Lichtheimia ramosa

Scientific classification
- Kingdom: Fungi
- Division: Mucoromycota
- Class: Mucoromycetes
- Order: Mucorales
- Family: Lichtheimiaceae
- Genus: Lichtheimia
- Species: L. ramosa
- Binomial name: Lichtheimia ramosa (Zopf) Vuill. (1903)
- Synonyms: Absidia ramosa (Zopf) Lendn.; Mycocladus ramosus (Zopf) Váňová; Rhizopus ramosus Zopf; Absidia corymbifera var. ramosa (Zopf) Coudert; Mucor ramosus Lindt; Absidia ramosa var. zurcheri Lendn.; Absidia lichtheimii var. zurcheri (Lendn.) Zycha; Absidia ramosa var. rastii Lendn.; Absidia lichtheimii var. rastii (Lendn.) Zycha;

= Lichtheimia ramosa =

- Genus: Lichtheimia
- Species: ramosa
- Authority: (Zopf) Vuill. (1903)
- Synonyms: Absidia ramosa (Zopf) Lendn., Mycocladus ramosus (Zopf) Váňová, Rhizopus ramosus Zopf, Absidia corymbifera var. ramosa (Zopf) Coudert, Mucor ramosus Lindt, Absidia ramosa var. zurcheri Lendn., Absidia lichtheimii var. zurcheri (Lendn.) Zycha, Absidia ramosa var. rastii Lendn., Absidia lichtheimii var. rastii (Lendn.) Zycha

Species of fungus

Lichtheimia ramosa is a saprotrophic zygomycete, typically found in soil or dead plant material.
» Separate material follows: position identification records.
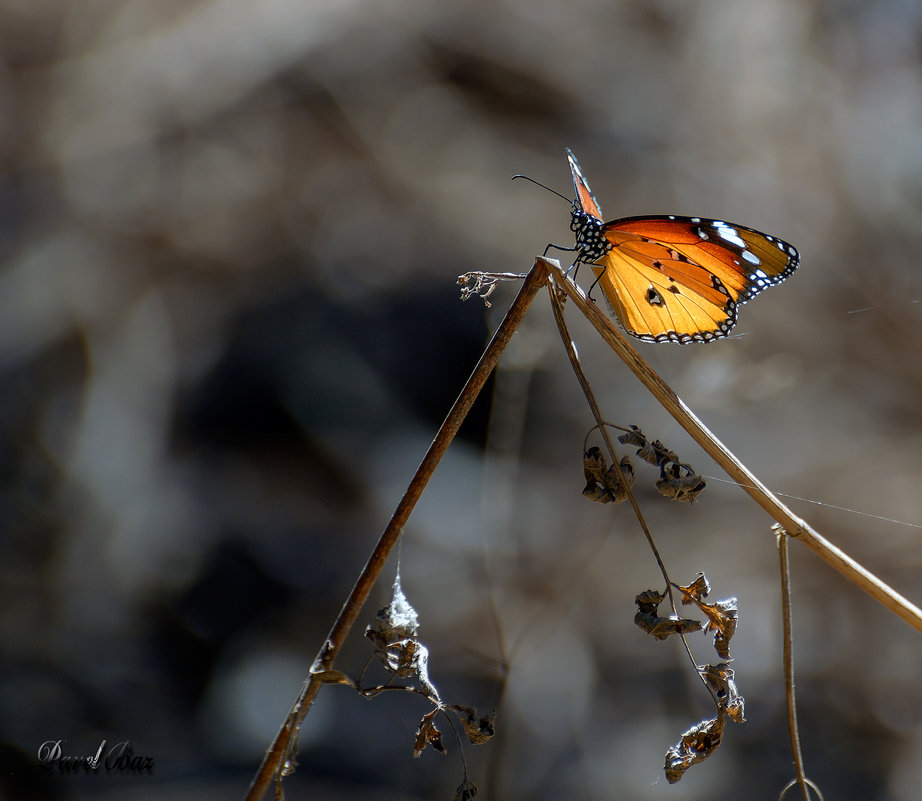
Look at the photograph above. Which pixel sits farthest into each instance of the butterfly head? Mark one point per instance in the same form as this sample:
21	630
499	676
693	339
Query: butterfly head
590	240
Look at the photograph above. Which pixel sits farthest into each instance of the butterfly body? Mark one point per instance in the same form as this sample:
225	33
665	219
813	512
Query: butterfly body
671	278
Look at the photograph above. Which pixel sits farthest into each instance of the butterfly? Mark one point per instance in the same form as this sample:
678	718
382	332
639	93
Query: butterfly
675	279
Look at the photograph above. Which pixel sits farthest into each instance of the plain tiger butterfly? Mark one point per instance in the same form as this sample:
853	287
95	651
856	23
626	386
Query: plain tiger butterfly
675	279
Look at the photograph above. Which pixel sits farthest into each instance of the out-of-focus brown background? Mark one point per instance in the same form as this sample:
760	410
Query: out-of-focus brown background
229	328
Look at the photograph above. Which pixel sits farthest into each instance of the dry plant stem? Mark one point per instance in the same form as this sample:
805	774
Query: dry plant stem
281	749
788	657
603	429
795	526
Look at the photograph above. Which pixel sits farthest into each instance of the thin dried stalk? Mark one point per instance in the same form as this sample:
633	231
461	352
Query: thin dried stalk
793	525
786	620
282	749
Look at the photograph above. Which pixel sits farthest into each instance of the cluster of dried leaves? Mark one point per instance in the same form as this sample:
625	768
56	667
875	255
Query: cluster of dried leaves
678	481
398	648
702	739
610	484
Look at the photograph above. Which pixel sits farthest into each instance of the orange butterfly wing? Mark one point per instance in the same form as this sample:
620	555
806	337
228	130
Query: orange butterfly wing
678	279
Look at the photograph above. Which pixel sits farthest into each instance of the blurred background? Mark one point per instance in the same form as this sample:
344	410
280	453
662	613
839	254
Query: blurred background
229	328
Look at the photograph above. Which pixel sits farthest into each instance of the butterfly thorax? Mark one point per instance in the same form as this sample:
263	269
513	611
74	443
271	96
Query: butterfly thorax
590	241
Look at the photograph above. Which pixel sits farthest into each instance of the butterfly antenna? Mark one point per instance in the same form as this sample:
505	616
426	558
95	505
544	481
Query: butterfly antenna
552	191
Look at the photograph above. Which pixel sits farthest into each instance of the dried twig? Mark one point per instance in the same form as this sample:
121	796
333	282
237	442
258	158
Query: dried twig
278	759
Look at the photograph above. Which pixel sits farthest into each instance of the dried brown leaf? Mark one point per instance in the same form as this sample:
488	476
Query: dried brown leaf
695	591
653	452
720	679
679	482
466	790
604	484
722	618
696	745
428	735
649	601
660	627
663	627
478	728
333	677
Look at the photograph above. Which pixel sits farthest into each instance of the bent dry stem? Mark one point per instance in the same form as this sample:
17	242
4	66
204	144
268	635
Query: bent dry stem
281	752
282	749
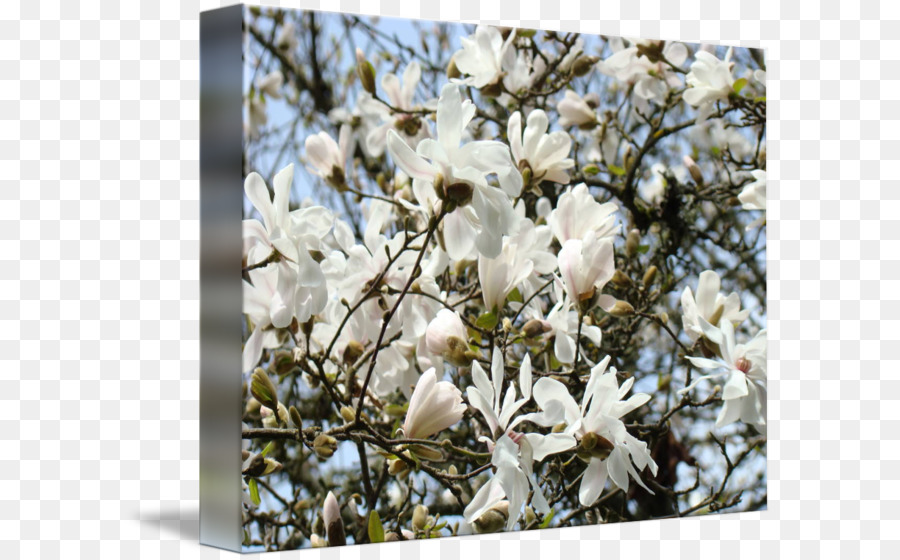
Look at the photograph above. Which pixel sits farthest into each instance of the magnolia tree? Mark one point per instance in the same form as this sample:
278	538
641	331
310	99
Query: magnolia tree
497	279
It is a thermotolerant fungus that has also been known to act as an opportunistic pathogen—infecting both humans and animals.

== Taxonomy ==
It was previously known as Absidia ramosa, but has been known by its current name since the Absidia and Lichtheimia genera were differentiated from each other. There has also previously been some disagreement in the scientific community over whether L. ramosa and L. corymbifera were distinct species. But L. ramosa was recently established as a distinct species based on genome sequence analysis.

== Description ==
Asexual reproduction of L. ramosa is done by use of sporangiospore-producing sporangia. The sporangiospores are smooth, lightly colored, and bear a long ellipsoid shape. The sporangia are pear shaped and often sport branched sporangiophores. Sexual reproduction in L. ramosa is achieved through zygospores. These zygospores have been found to have equatorial rings with suspensors and bear no appendages.

== Distribution and habitat ==
It is saprotrophic, most commonly found within dead plant material or in the soil. As this species is thermotolerant, with an optimal growth temperature of around 37 °C, it has now been found in a wide range of habitats around the world–including North America, South America, Central Europe, Africa, and India.

== Epidemiology ==
It is an opportunistic pathogen that has been associated with mucormycosis in both humans and animals. Mucormycosis due to L. ramosa typically only presents in severely immunocompromised patients with a wide range of infections being described; including rhinal, cutaneous, rhinocerebral, pulmonary, renal, and disseminated infections. However, there have been some cases of infection among immunocompetent patients, due to soil contamination of a traumatic injury. Amphotericin B is the typical course of treatment for an infection by L. ramosa. But if not identified and treated quickly enough, the infection can be fatal.